In the previous sections, we have shown that the proposed visualisation strategy can be used to illustrate the patterns learned by deep neurons in a network. In this section we verify that those back-propagated patterns actually activate the selected neuron. An additional question is how such patterns affect other neurons in the same layer. This is tested in a straightforward manner by feeding the back-propagated pattern as an input to the network. Note that due to the pooling process in the forward pass, the resulted pooling feature map may not the same as the clamped sparse matrix used to generate the pattern. We check the activation by the summation of the pooled feature map—see Figure 4.7.

Figure 4.7: the activation of the first general pattern to the fifth pooling layers(512 neurons)

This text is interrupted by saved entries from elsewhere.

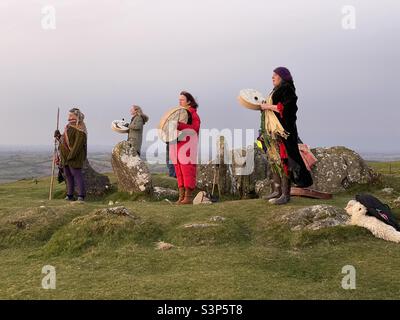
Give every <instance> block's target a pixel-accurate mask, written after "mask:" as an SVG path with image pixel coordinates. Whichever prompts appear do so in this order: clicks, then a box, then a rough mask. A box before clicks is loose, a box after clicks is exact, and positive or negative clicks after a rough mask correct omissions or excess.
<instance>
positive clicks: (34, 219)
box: [0, 163, 400, 299]
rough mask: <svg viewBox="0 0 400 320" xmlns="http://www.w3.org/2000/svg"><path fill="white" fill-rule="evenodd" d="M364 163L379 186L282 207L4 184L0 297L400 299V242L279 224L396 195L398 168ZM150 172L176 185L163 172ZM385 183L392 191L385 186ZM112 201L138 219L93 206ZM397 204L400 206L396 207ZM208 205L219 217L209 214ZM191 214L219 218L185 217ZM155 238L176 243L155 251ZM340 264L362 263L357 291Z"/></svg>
mask: <svg viewBox="0 0 400 320" xmlns="http://www.w3.org/2000/svg"><path fill="white" fill-rule="evenodd" d="M370 165H371V166H373V167H374V168H376V169H377V170H378V171H380V172H382V173H384V176H383V178H382V181H381V182H380V183H379V184H377V185H369V186H364V187H361V188H360V187H355V188H353V189H351V190H349V191H348V192H345V193H340V194H337V195H335V197H334V198H333V199H331V200H327V201H323V202H321V201H319V200H313V199H305V198H293V199H292V201H291V202H290V205H287V206H283V207H274V206H272V205H269V204H266V203H265V202H264V201H262V200H258V199H254V200H238V201H222V202H219V203H216V204H213V205H211V206H196V207H192V206H182V207H180V206H173V205H171V204H169V203H168V202H166V201H153V200H152V201H149V199H148V198H145V197H143V198H141V199H132V198H129V197H127V195H126V194H122V193H118V192H114V193H112V194H110V195H108V196H107V198H105V199H99V200H97V201H90V202H87V203H86V204H84V205H77V204H74V205H71V204H68V203H65V202H64V201H63V200H61V199H56V200H53V201H48V200H46V198H47V196H48V190H47V189H48V179H41V180H39V181H38V183H37V184H36V183H35V182H33V181H30V180H24V181H18V182H15V183H9V184H2V185H0V203H1V205H0V259H1V264H0V273H1V274H2V277H0V299H373V298H378V299H382V298H383V299H398V298H399V297H400V279H399V278H398V277H397V276H396V272H395V270H397V268H398V261H399V259H400V250H399V245H397V244H393V243H389V242H385V241H382V240H379V239H376V238H374V237H373V236H372V235H371V234H370V233H369V232H368V231H367V230H364V229H362V228H358V227H334V228H329V229H324V230H319V231H300V232H292V231H290V230H289V229H288V228H287V227H285V226H283V225H281V224H279V223H276V218H277V217H279V216H280V215H282V214H284V213H287V212H289V211H291V210H294V209H297V208H301V207H304V206H309V205H314V204H320V203H325V204H329V205H335V206H339V207H344V206H345V205H346V203H347V201H349V200H350V199H351V198H353V197H354V194H355V193H357V192H370V193H373V194H375V195H376V196H378V197H379V198H381V199H383V200H385V201H386V202H388V203H390V204H391V203H392V201H393V200H394V199H395V198H396V197H398V193H397V192H398V191H400V176H399V174H397V173H394V172H392V174H390V175H389V174H386V173H385V170H386V167H385V166H384V165H382V164H381V163H370ZM396 165H398V167H400V163H396ZM395 167H396V166H393V167H392V168H395ZM392 170H394V169H392ZM110 179H111V181H112V182H114V183H115V177H113V176H112V175H110ZM155 181H156V183H155V185H158V186H163V187H175V186H176V184H175V181H174V180H173V179H170V178H168V177H166V176H164V175H162V174H160V175H155ZM383 187H393V188H394V189H395V193H394V194H393V195H386V194H383V193H382V192H381V191H380V190H381V189H382V188H383ZM62 191H63V185H58V186H57V192H59V193H62ZM109 200H113V201H119V202H120V203H119V205H123V206H126V207H127V208H129V209H130V211H131V212H132V214H133V215H134V216H135V217H136V218H137V219H130V218H127V217H123V216H112V215H96V214H95V212H96V210H99V209H102V208H105V207H107V203H108V201H109ZM132 200H138V201H132ZM394 212H395V214H396V215H397V216H400V211H399V209H398V208H397V209H394ZM213 216H223V217H225V218H226V220H225V221H224V222H210V218H211V217H213ZM193 223H213V224H215V226H212V227H209V228H185V225H187V224H193ZM157 241H165V242H169V243H172V244H173V245H174V246H175V247H174V248H173V249H171V250H168V251H160V250H156V249H155V243H156V242H157ZM44 265H53V266H55V268H56V272H57V289H56V290H50V291H47V290H44V289H42V288H41V280H42V278H43V276H44V275H43V274H41V270H42V267H43V266H44ZM345 265H353V266H354V267H355V268H356V270H357V289H356V290H351V291H347V290H344V289H342V287H341V281H342V277H343V276H344V275H343V274H342V273H341V271H342V268H343V266H345Z"/></svg>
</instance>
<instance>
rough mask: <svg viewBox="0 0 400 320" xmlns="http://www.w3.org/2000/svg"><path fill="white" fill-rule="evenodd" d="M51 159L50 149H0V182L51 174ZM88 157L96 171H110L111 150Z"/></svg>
mask: <svg viewBox="0 0 400 320" xmlns="http://www.w3.org/2000/svg"><path fill="white" fill-rule="evenodd" d="M51 159H52V152H51V151H50V152H47V151H41V150H39V151H35V150H29V151H21V150H8V151H6V150H1V149H0V183H6V182H13V181H18V180H22V179H27V180H30V179H32V180H33V179H37V178H41V177H48V176H50V175H51ZM88 159H89V162H90V164H91V166H92V167H93V168H94V169H95V170H96V171H97V172H100V173H108V172H112V166H111V152H106V151H93V152H89V154H88ZM149 168H150V171H151V172H152V173H164V172H167V169H166V168H165V166H164V165H150V166H149Z"/></svg>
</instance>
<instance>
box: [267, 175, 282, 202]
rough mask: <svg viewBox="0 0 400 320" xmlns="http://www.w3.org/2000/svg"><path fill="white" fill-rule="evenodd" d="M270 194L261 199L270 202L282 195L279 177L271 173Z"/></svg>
mask: <svg viewBox="0 0 400 320" xmlns="http://www.w3.org/2000/svg"><path fill="white" fill-rule="evenodd" d="M271 189H272V192H271V193H270V194H269V195H266V196H264V197H263V199H264V200H267V201H268V200H271V199H274V198H279V197H280V196H281V195H282V189H281V177H280V176H279V174H277V173H275V172H274V173H272V183H271Z"/></svg>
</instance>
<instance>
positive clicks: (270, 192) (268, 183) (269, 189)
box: [255, 179, 271, 198]
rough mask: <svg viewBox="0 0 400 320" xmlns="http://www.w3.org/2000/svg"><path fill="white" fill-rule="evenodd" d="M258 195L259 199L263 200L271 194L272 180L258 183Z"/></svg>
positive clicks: (267, 179)
mask: <svg viewBox="0 0 400 320" xmlns="http://www.w3.org/2000/svg"><path fill="white" fill-rule="evenodd" d="M255 190H256V194H257V195H258V197H259V198H262V197H263V196H266V195H268V194H270V193H271V180H270V179H264V180H261V181H257V182H256V187H255Z"/></svg>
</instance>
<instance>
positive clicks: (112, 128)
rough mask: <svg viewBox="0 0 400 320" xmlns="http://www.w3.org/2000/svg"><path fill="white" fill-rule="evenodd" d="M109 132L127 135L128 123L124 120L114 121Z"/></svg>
mask: <svg viewBox="0 0 400 320" xmlns="http://www.w3.org/2000/svg"><path fill="white" fill-rule="evenodd" d="M111 130H112V131H115V132H118V133H128V132H129V123H128V122H126V121H125V120H124V119H122V120H114V121H113V122H111Z"/></svg>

From this figure, we can see that the first pattern indeed activate the first neuron, as expected. Furthermore, some other neurons have higher activation, demonstrating that the network has developed some redundancy in its coding, whereas other neurons are inhibited. We argue that this is because most of the learned general patterns are similar (central surround difference), some neurons are more sensitive to the central surround difference pattern; and for those neuron that are inhibited is due to the lateral inhibition (Ratliff et al., 1967) which is also used in local response normalisation (Krizhevsky et al., 2012) when training the deep neural network.

5 Conclusion

In this article we proposed a novel approach for visualising the representations learnt by deep neural networks, and specifically to visualise the receptive fields of individual deep neurons. We have demonstrated this approach to a VGG-19 network pre-trained on ImageNet classification and fine-tuned for the task of saliency detection. Importantly, we demonstrate that this approach can reveal important insights in what is learnt by the network to achieve its high performance: receptive fields are shown to change drastically from the original VGG-19 representation to characteristic centre-surround patterns. Interestingly, these emergent patterns are consistent with the psychological theories of saliency. This demonstrates that such a visualisation offers an important tool for interpreting the workings of deep neural networks.

To sum up, by manually set the feature map as a sparse matrix, we derive a set of general patterns for the deep neural network. We also double check the resulted general patterns by forwarding it into the network, which show those general patterns are not illogical and follow the evidence in neurobiology.

6 Acknowledgements

This work was supported by the EPSRC project DEVA EP/N035399/1.